O pescoço de Orwell
25/09/13 18:05Uma bala perfurou a garganta de George Orwell na madrugada de 20 de maio de 1937, em Huesca, no nordeste da Espanha. O escritor britânico, nascido na Índia, militava numa organização de origem trotskista que combatia a tenebrosa trupe do general Franco. O lenço que ele levava amarrado ao pescoço ficou manchado de sangue. No próximo dia 3 de outubro, o tal pedaço de pano estará numa vitrine da casa de leilões Dreweatts & Bloomsbury, em Londres.
Ele integra o lote 239, com quatro lenços que pertenceram ao autor de “1984”. Podem ser seus por (estima-se) algum valor entre R$ 2800 e R$ 4300.
O Elekistão não investiria em lenços levemente manchados de sangue. Sin embargo, recomenda aos que dispõem de R$ 52,50 que comprem o recém-publicado livro “Uma Vida em Cartas”, do mesmo George Orwell, lançamento da Companhia das Letras.
No volume de correspondências, que reúne cartas escritas entre 1911 e 1949, é possível ler sobre galinhas (não as que protagonizam seu célebre “A Revolução dos Bichos”, mas o par de galináceos que ele criou quando viveu no Marrocos), sobre Napoleão (o imperador, não a tartaruga), sobre conhaque e, de raspão, sobre o tiro que Orwell levou no pescoço quando combatia o fascismo na Espanha.
Orwell fala bem pouco sobre o episódio, também abordado en pasant em seu livro “Homenagem à Catalunha” (publicado aqui como “Lutando na Espanha”, pela Globo Livros, atualmente esgotado). Sua mulher, Eileen, que também estava no front, limita-se a mandar um telegrama aos pais do escritor dizendo: “Eric levemente ferido excelente progresso manda amor nenhuma necessidade de ansiedade Eileen”.
Eric, vale dizer, era o nome real do autor. George Orwell era o pseudônimo de Eric Arthur Blair, sujeito que, mesmo nas cartas, pouco expunha de sua vida pessoal (e assim era o criador do termo Big Brother, vejam só).
Como expressa o jornalista e escritor Mario Sergio Conti, em texto sobre os critérios usados por ele na seleção das cartas do volume brasileiro (compiladas originalmente por Peter Davison), “as cartas de Orwell mostram um escritor pouco parecido com boa parte dos de hoje”.
“As suas observações não tem nada de mesquinho. Ele não faz fofocas literárias, não imagina uma carreira nas letras, não se promove, não quer ganhar dinheiro, não sabe o que é moda”, continua Conti. “Sobrevive mais que modestamente, passa frio, anda a pé, não se queixa de nada. Faz isso para estar junto com os pobres e trabalhadores, para entendê-los, e para viver na prática as suas ideias _ e ser um escritor fiel ao seu tempo e a si mesmo.”

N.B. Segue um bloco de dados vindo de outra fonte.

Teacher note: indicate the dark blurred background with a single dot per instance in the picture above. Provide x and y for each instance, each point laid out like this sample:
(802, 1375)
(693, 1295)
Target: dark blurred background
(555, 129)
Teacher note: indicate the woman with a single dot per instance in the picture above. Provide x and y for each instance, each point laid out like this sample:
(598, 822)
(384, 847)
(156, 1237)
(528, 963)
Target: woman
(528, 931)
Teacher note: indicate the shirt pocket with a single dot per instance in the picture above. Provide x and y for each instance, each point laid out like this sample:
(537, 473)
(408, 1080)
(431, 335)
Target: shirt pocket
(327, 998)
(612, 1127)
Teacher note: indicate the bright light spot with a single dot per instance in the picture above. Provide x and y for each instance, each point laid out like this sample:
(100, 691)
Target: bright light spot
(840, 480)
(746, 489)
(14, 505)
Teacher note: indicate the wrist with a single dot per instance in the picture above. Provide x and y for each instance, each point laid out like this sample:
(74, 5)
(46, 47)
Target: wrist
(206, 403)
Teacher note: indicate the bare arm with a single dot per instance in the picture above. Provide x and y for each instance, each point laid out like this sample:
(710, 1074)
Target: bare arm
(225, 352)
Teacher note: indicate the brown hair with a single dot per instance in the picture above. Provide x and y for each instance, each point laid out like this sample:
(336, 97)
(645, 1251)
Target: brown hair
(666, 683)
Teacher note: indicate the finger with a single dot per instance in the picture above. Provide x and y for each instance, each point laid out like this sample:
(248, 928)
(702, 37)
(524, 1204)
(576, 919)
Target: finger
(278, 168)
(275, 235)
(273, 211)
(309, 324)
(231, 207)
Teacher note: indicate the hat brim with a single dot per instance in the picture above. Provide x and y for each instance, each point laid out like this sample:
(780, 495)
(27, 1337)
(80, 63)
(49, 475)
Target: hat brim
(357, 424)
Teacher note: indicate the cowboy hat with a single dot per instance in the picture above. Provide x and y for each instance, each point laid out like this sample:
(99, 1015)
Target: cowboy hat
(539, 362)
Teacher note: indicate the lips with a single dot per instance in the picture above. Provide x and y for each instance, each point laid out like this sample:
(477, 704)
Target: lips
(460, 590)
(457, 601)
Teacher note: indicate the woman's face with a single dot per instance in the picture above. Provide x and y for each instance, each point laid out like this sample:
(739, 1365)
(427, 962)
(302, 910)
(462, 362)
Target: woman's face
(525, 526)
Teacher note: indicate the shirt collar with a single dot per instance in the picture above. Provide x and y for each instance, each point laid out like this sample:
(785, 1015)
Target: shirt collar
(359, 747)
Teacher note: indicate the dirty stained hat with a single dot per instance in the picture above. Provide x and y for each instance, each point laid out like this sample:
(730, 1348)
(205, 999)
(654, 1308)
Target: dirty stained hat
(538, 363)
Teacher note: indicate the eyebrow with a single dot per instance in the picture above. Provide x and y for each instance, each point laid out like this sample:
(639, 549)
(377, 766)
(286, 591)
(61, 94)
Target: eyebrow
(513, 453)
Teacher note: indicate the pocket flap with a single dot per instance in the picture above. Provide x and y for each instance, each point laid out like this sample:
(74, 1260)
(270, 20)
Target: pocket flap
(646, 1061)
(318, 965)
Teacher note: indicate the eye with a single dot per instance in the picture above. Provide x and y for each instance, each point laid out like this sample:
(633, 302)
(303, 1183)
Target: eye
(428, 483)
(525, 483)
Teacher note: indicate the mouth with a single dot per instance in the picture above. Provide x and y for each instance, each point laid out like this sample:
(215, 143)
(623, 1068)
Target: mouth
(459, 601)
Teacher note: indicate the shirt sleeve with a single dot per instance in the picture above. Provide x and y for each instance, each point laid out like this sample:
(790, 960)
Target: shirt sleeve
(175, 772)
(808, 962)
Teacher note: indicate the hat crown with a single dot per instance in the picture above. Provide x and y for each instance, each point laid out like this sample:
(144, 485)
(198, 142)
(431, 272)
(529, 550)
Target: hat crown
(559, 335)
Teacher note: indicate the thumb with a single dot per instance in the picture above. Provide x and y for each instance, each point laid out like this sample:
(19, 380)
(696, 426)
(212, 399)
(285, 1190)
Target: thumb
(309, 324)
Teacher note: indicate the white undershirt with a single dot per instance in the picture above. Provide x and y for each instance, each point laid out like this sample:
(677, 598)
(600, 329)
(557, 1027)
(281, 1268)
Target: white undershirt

Post-scriptum: No mesmo leilão, que terá como momento áureo (estimam os leiloeiros), o pregão de um exemplar original de “Pride and Prejudice”, de Jane Austen (pode valer até R$ 90 mil), há duas primeiras edições de Orwell, incluindo este acima, de “A Revolução dos Bichos”, lance mínino de R$ 1800.
Leiam de Orwell A linguagem e a política inglesa. Tudo o que se pode falar sobre manipulação política está ali. Como escrever bem, ser compreendido e sedutor na escrita também.